Uncle Cheroot Read online

Page 3


  ‘But Jim, dear, we really need to buy new furniture! It won’t do to have visitors talking behind our backs about the state of our couch and chairs, not to mention our faded carpets, curtains, and rugs. Besides, the house would look much better with new furniture – for us to enjoy too! And have you thought about Turtle? She’s growing up fast and will soon be having her young friends visiting us. Surely we can’t embarrass the girl? And these new blenders just do the job in a few seconds, while that damn old mincing machine we have has to be cranked on, and on again, by hand, and all the damn parts have to be washed and cleaned afterwards!’

  ‘Bah!’ Pop would retaliate, muttering multiple invectives under his breath. (‘Bollocks!’ an often repeated favourite.) He would slowly slink away to some spot on the farm, still muttering inaudible invectives under his breath, where he could be left in peace, safely away from Mom’s badgering. A favourite hideout was the piggery, where the squealing of the young pigs was like music to his ears. Mom was frustrated over these petty differences between her and Pop, although in later years when she started to make big money on her own from her paintings, she started buying the best and classiest of furniture and fittings for the entire farmhouse, throwing Pop’s old stuff onto a heap in the front lawn, much to Pop’s chagrin. Pop diligently reallocated the discarded items of furniture into the farm sheds and barns. The old couch that Mom positively hated, he installed in the piggery, where he would often sit and smoke his pipe, watching his beloved pigs all the while. Pop wasn’t a parsimonious man in the strict sense of the word, but he just hated change of any sort.
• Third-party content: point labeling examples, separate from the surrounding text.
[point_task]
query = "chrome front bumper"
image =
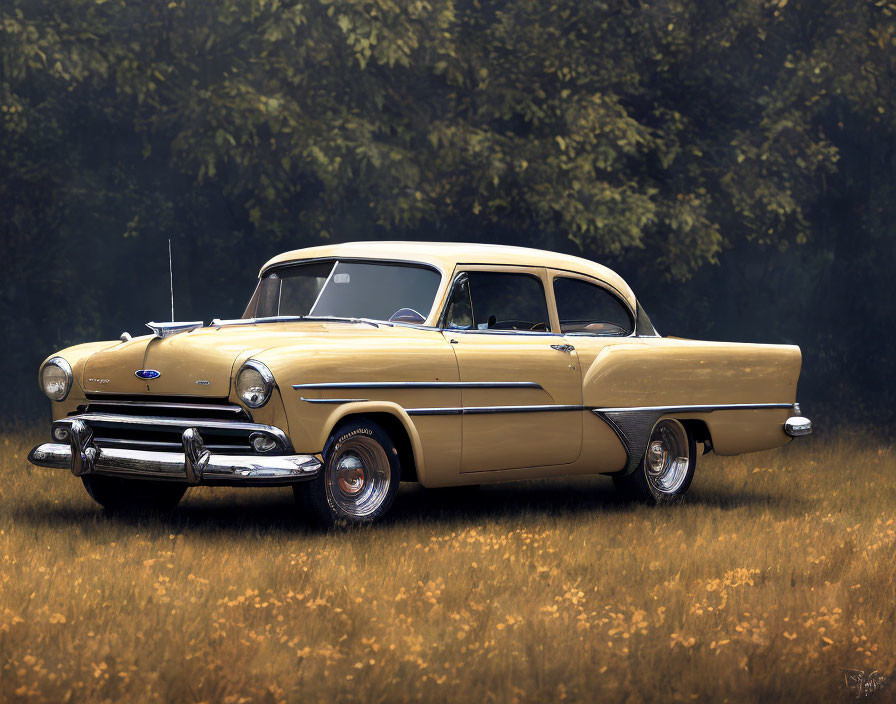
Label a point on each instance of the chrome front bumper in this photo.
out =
(195, 465)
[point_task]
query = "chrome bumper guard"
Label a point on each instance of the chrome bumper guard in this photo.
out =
(796, 426)
(195, 465)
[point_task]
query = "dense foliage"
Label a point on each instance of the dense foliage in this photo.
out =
(732, 159)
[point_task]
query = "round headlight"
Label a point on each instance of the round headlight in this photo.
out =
(254, 384)
(56, 379)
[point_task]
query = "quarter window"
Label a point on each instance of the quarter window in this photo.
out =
(484, 300)
(587, 309)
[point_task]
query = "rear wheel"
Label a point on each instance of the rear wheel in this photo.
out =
(117, 495)
(359, 479)
(668, 466)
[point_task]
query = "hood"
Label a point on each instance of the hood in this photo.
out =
(196, 363)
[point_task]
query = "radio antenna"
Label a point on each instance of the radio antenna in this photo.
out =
(171, 278)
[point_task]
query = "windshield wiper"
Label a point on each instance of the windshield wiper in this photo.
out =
(339, 319)
(217, 322)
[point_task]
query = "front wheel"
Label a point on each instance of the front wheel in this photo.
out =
(359, 479)
(118, 495)
(668, 466)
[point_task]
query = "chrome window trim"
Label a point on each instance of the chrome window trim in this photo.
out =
(465, 273)
(612, 290)
(363, 260)
(421, 385)
(66, 368)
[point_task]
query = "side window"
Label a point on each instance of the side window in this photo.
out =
(459, 314)
(588, 309)
(483, 300)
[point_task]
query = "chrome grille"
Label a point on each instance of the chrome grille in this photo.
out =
(172, 406)
(158, 424)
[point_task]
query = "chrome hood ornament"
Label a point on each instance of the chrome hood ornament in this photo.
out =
(169, 329)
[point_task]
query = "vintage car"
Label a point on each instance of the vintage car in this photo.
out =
(357, 366)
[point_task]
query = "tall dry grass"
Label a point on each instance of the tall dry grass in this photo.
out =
(777, 571)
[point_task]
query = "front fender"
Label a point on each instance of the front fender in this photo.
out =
(339, 413)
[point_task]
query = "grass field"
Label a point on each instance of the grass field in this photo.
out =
(777, 571)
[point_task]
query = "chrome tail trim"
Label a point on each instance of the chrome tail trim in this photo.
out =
(798, 426)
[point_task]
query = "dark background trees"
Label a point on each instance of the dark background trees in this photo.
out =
(733, 160)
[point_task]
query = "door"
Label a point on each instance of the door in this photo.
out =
(521, 386)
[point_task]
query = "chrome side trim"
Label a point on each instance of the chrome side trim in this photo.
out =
(480, 410)
(695, 408)
(219, 469)
(172, 328)
(421, 385)
(182, 423)
(333, 400)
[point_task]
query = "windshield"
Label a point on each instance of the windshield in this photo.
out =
(347, 289)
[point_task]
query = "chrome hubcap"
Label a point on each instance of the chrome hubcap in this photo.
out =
(358, 477)
(667, 459)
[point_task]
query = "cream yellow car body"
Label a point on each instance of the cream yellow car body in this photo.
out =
(471, 406)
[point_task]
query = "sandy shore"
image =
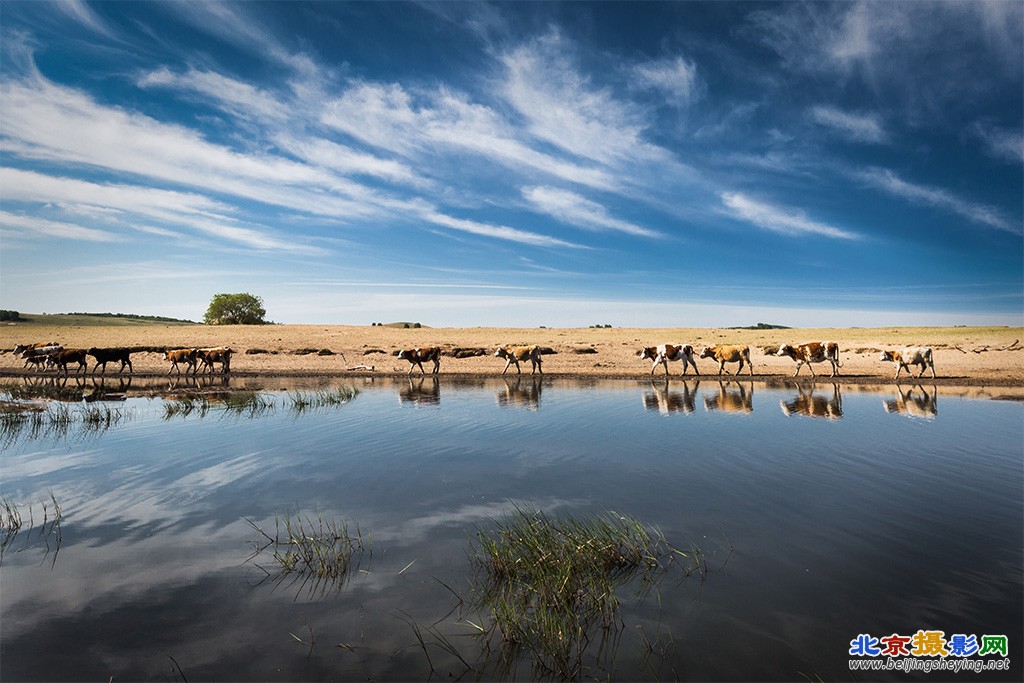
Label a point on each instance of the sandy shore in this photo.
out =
(963, 355)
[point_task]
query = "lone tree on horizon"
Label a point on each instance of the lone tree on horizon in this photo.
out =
(240, 308)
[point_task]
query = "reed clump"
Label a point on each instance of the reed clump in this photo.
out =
(302, 401)
(254, 404)
(549, 587)
(56, 420)
(318, 552)
(12, 523)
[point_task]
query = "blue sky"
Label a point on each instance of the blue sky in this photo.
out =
(682, 164)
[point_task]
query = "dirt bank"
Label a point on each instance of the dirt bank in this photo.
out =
(963, 355)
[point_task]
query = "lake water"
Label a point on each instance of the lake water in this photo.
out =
(819, 516)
  I keep on using Uncle’s name in the past tense, and that is because Uncle is dead, or rather that is what we came to know that awful morning in 1962 when Mom burst into our large kitchen while Pop, Ben, and I were still sitting at the breakfast table enjoying a very late breakfast. Mom was clutching a telegram in her shaking hands that had been delivered that very morning by Albert, our faithful postman. Albert on this occasion was the harbinger of dreadful news. Mom’s voice was like a death rattle, barely audible as she addressed us, the alabaster of her face changing into a distinct pure white.

  ‘My dear Cheroot is dead!’ she said, emitting a huge cry of agony. … ‘This telegram from his solicitor says he was in that plane that went down in the Channel with all passengers on board. The one they mentioned on the radio and tele two days ago. Turtle! You dust and clean up Cheroot’s room, and keep everything the way it was. I am locking up that room from today. Nobody’s to use it anymore.’

  Saying thus, Mom dashed off into the garden after her devastating announcement, leaving us all shell-shocked at the table. From the garden we could hear her sobbing and calling out Uncle’s name loudly in intervals between her sobs. Inky had followed Mom to the garden, letting out small howls of anxiety, sensing something was very amiss with his senior mistress. Inky was like that – almost human – and could sense all our emotions. He knew instinctively that something was very wrong, and was probably supporting Mom’s sorrow in his own way.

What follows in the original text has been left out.